To verify our hypothesis, we filtered the test set to ensure all sentences contain either a \(“\texttt{but}”\) or an \(“\texttt{and}”\) coordinator, since no sentence appears with both labels in the dataset. Then, we reconstructed the original examples by inverting the order of the two clauses in the inverted instances.

Feeding this to BERT, we extracted token representations and computed the cosine distance between the representations of each token in the original and inverted sentences. The subsequent figure shows these distances, as well as the normalized saliency score for coordinators (averaged on all examples in each layer), and layer-wise performance for the CoordInv probing task.

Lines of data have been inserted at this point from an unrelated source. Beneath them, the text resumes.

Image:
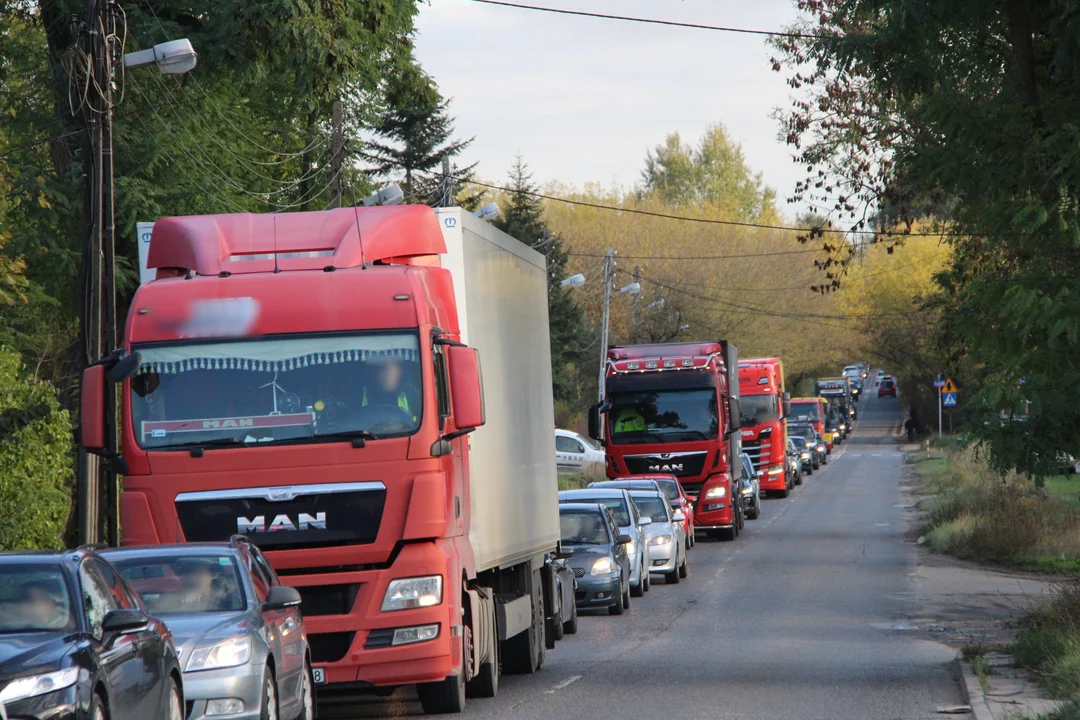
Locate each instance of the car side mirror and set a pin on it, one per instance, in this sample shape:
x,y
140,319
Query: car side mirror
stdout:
x,y
124,622
281,597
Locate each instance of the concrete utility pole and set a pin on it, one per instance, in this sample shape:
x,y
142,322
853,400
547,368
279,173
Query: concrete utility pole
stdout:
x,y
336,150
608,276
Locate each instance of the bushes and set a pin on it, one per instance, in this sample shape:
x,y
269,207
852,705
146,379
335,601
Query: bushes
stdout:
x,y
981,515
35,462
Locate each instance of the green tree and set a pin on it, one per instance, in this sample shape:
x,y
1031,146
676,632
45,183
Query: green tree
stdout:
x,y
969,108
35,447
522,218
715,173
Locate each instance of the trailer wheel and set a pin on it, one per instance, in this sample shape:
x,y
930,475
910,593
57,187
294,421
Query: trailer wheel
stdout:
x,y
447,696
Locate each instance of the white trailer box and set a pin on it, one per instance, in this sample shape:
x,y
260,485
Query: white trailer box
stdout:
x,y
501,291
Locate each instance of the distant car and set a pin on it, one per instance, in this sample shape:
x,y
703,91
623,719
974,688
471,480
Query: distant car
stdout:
x,y
574,451
794,463
630,522
77,643
671,487
808,459
239,629
601,561
664,534
750,489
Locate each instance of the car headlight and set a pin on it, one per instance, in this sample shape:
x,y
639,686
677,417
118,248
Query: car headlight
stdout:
x,y
410,593
39,684
229,653
603,566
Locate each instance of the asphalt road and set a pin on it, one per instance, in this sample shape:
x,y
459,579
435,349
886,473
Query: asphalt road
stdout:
x,y
801,617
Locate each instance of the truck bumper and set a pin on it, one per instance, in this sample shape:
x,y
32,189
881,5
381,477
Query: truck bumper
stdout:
x,y
356,647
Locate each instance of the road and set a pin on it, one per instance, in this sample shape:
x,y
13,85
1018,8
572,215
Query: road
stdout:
x,y
801,617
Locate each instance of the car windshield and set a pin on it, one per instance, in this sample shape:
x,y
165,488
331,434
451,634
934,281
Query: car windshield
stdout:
x,y
674,416
652,506
35,598
617,505
274,390
758,409
806,411
184,584
583,528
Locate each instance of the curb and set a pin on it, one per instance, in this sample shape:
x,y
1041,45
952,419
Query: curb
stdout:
x,y
972,691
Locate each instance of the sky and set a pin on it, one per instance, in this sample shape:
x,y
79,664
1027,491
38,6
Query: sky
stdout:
x,y
582,99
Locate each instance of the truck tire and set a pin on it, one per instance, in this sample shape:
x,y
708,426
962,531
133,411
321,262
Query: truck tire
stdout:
x,y
446,696
523,654
570,626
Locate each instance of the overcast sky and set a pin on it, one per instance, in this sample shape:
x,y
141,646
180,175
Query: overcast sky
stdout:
x,y
582,98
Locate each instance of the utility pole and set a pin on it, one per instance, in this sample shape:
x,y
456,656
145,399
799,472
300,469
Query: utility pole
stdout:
x,y
336,150
608,273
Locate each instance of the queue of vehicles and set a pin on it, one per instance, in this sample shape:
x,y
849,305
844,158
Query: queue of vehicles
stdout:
x,y
306,428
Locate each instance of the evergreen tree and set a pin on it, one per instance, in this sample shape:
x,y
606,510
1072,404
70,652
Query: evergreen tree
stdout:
x,y
416,136
523,218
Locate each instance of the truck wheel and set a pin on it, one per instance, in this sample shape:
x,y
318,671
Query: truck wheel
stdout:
x,y
570,626
523,654
444,697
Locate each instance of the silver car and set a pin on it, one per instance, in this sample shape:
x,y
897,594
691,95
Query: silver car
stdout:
x,y
665,534
630,522
238,630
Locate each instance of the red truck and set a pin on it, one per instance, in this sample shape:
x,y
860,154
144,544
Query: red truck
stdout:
x,y
674,408
765,405
310,380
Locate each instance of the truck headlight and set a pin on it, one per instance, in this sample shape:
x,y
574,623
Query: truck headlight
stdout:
x,y
229,653
410,593
39,684
603,566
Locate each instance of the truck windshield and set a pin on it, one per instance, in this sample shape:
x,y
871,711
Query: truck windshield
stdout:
x,y
673,416
758,409
278,390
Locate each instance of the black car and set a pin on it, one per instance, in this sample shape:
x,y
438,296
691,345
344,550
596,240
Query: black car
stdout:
x,y
601,562
77,643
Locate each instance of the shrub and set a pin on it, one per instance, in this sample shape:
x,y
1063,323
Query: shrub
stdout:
x,y
35,460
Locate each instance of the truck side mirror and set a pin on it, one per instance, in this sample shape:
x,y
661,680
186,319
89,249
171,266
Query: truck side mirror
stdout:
x,y
467,388
92,409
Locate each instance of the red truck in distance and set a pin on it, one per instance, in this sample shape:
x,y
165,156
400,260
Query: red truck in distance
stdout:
x,y
765,405
310,380
674,408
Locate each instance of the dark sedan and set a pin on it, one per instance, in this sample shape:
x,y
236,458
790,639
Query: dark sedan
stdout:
x,y
601,561
77,643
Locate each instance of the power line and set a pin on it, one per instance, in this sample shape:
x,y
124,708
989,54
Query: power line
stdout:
x,y
647,21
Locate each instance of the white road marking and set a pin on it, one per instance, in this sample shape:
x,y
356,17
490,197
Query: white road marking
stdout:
x,y
565,683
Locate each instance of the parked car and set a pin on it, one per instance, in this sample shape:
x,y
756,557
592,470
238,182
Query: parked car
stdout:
x,y
239,629
672,489
576,452
750,489
664,534
808,459
601,562
630,522
77,642
794,463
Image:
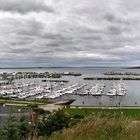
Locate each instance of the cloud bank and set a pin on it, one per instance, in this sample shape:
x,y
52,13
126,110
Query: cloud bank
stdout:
x,y
69,32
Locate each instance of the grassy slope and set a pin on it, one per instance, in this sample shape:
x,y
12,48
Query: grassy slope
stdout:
x,y
135,113
102,127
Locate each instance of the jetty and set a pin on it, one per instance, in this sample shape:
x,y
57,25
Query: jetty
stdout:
x,y
112,78
122,73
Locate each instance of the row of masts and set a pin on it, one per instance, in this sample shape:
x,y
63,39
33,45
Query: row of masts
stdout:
x,y
27,90
119,89
55,90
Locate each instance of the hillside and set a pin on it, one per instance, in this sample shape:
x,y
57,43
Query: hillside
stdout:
x,y
102,127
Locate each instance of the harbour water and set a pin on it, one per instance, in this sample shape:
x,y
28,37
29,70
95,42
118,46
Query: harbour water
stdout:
x,y
132,98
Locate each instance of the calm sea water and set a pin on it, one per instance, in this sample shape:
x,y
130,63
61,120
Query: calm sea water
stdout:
x,y
132,98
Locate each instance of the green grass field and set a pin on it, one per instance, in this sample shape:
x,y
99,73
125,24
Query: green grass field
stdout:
x,y
135,113
102,126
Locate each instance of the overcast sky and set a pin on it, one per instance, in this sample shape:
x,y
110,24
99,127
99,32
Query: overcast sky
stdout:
x,y
69,33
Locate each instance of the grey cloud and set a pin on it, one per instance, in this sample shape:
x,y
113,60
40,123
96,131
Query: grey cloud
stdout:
x,y
24,6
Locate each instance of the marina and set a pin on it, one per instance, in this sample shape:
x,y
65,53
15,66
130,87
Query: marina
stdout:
x,y
93,92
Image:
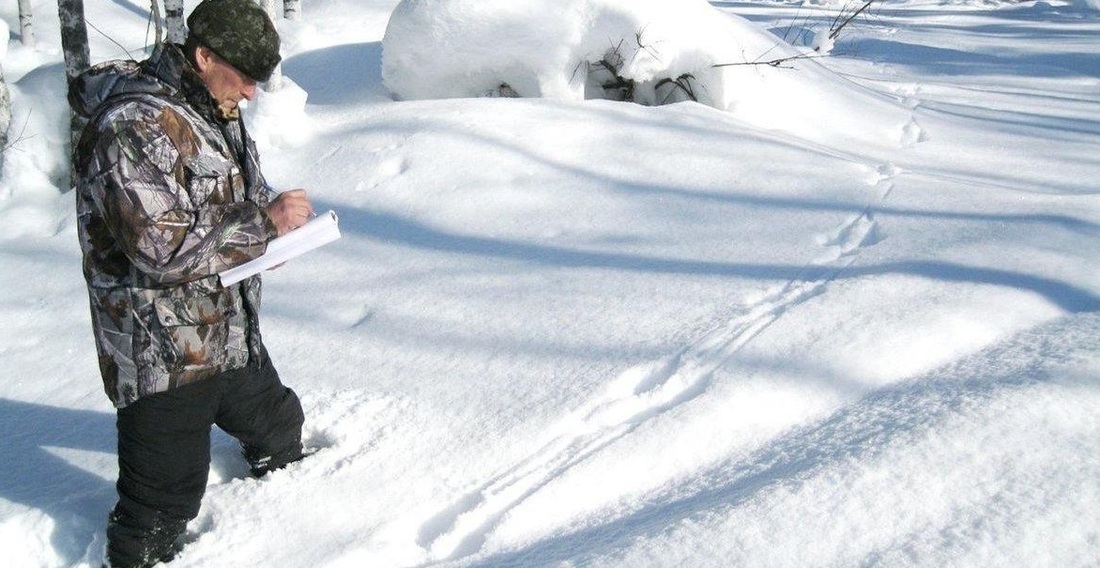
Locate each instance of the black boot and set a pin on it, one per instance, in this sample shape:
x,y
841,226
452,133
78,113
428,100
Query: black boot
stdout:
x,y
142,543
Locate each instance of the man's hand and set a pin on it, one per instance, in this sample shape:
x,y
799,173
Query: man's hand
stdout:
x,y
289,210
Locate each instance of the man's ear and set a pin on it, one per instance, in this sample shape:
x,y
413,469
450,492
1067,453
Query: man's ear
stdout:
x,y
204,58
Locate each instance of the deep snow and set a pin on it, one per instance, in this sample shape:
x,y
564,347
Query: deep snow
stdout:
x,y
584,332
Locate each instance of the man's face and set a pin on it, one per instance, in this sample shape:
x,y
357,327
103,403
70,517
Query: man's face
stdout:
x,y
228,85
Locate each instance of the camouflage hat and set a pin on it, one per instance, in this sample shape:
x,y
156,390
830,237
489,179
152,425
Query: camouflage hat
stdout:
x,y
240,32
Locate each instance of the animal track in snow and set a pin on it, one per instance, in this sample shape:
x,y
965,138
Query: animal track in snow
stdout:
x,y
642,392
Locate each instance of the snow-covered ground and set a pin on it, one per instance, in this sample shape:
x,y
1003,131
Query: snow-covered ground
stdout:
x,y
586,332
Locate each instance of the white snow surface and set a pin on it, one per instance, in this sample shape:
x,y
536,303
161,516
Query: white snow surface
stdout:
x,y
847,316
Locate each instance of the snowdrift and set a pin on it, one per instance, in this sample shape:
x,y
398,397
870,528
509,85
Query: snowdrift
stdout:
x,y
652,52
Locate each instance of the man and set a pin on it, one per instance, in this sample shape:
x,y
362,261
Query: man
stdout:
x,y
169,194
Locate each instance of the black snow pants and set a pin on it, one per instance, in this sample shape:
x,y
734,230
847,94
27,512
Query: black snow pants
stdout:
x,y
164,454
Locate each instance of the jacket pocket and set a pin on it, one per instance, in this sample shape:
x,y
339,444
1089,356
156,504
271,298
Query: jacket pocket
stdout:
x,y
193,331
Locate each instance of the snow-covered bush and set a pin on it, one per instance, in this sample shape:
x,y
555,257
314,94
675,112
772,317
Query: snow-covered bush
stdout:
x,y
647,51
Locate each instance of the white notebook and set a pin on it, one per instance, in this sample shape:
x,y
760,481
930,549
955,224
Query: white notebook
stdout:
x,y
320,230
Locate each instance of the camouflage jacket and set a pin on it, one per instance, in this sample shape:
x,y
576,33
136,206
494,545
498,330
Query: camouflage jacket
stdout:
x,y
168,194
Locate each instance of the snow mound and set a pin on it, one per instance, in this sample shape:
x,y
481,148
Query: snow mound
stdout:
x,y
652,52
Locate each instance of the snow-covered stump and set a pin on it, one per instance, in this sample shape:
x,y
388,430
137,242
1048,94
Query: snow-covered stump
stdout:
x,y
651,52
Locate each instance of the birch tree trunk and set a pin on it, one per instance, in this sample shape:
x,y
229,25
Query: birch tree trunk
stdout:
x,y
26,23
292,9
77,58
174,19
154,12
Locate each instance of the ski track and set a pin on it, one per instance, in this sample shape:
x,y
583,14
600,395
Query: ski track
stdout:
x,y
646,391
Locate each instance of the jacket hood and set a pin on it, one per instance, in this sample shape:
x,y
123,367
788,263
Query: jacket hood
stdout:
x,y
162,75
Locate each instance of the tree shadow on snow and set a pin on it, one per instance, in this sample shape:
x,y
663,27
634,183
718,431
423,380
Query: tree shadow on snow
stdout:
x,y
389,228
35,474
340,74
857,434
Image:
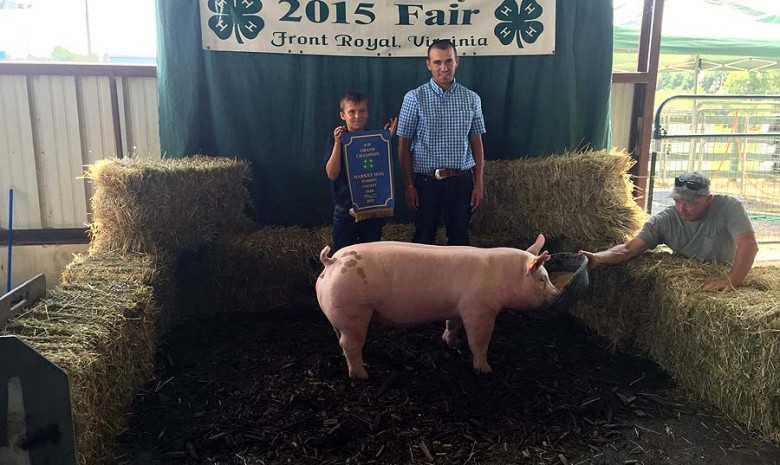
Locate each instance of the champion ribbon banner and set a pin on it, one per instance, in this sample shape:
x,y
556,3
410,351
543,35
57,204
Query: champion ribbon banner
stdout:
x,y
385,29
369,172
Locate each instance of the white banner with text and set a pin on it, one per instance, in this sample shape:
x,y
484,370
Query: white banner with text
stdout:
x,y
383,28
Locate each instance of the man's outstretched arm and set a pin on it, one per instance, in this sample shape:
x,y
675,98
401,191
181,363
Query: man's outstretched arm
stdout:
x,y
615,255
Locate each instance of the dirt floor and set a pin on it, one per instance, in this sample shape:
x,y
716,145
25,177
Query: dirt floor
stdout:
x,y
273,389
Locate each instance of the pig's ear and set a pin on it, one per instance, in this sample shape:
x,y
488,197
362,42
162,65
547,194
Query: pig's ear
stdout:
x,y
536,262
537,246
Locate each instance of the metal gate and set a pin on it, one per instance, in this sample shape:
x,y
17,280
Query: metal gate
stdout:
x,y
733,139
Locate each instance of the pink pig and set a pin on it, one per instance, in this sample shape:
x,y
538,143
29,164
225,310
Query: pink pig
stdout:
x,y
404,284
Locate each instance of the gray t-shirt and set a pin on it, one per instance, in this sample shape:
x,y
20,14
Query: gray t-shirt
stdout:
x,y
709,239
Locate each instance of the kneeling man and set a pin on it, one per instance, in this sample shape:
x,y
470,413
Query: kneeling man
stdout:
x,y
700,225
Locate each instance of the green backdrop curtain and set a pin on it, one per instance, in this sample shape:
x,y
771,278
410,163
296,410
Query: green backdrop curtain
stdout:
x,y
277,111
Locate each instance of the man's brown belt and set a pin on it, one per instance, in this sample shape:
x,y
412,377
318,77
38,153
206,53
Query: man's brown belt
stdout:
x,y
444,173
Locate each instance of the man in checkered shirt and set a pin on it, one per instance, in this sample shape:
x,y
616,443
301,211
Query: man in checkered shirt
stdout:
x,y
440,129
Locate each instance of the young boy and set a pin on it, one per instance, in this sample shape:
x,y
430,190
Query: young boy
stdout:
x,y
354,112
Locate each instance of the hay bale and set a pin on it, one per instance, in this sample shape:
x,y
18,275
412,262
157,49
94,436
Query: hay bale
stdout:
x,y
144,205
99,327
724,348
578,200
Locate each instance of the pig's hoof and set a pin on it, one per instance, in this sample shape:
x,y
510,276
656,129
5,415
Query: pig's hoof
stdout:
x,y
359,374
451,341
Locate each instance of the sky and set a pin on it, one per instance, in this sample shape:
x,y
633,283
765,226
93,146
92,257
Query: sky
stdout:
x,y
117,27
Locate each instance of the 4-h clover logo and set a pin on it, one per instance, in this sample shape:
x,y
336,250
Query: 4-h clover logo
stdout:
x,y
238,15
518,22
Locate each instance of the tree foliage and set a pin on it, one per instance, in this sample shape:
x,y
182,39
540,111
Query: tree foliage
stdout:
x,y
753,82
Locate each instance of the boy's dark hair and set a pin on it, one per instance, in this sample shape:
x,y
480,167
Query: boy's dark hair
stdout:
x,y
442,44
353,96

Surprisingly, all these curves exhibit a similar trend. As we can see, when the order of the clauses are inverted, the representations of the coordinators \(“\texttt{but}”\) or \(“\texttt{and}”\) play a pivotal role in making sentence representations distinct from one another while there is nearly no change in the representation of other words. This observation implies that BERT somehow encodes oddity in the coordinator representations (corroborating part of the findings of our previous analysis of BShift task in the previous part).


We provided an analysis on the representation space of BERT in search for distinct and meaningful subspaces that can explain probing results. Based on a set of probing tasks and with the help of attribution methods we showed that BERT tends to encode meaningful knowledge in specific token representations (which are often ignored in standard classification setups), allowing the model to detect syntactic and semantic abnormalities, and to distinctively separate grammatical number and tense subspaces.

Our approach in using a simple diagnostic classifier and incorporating attribution methods provides a novel way of extracting qualitative results based on multi-class classification probes. This analysis method could be easily applied to probing various deep pre-trained models on various sentence level tasks. We hope this method will spur future probing studies in other evaluation scenarios. Future work might explore to investigate how these subspaces are evolved or transformed during fine-tuning and whether being beneficial at inference time to various downstream tasks or to check whether these behaviors are affected by different training objectives or tokenization strategies.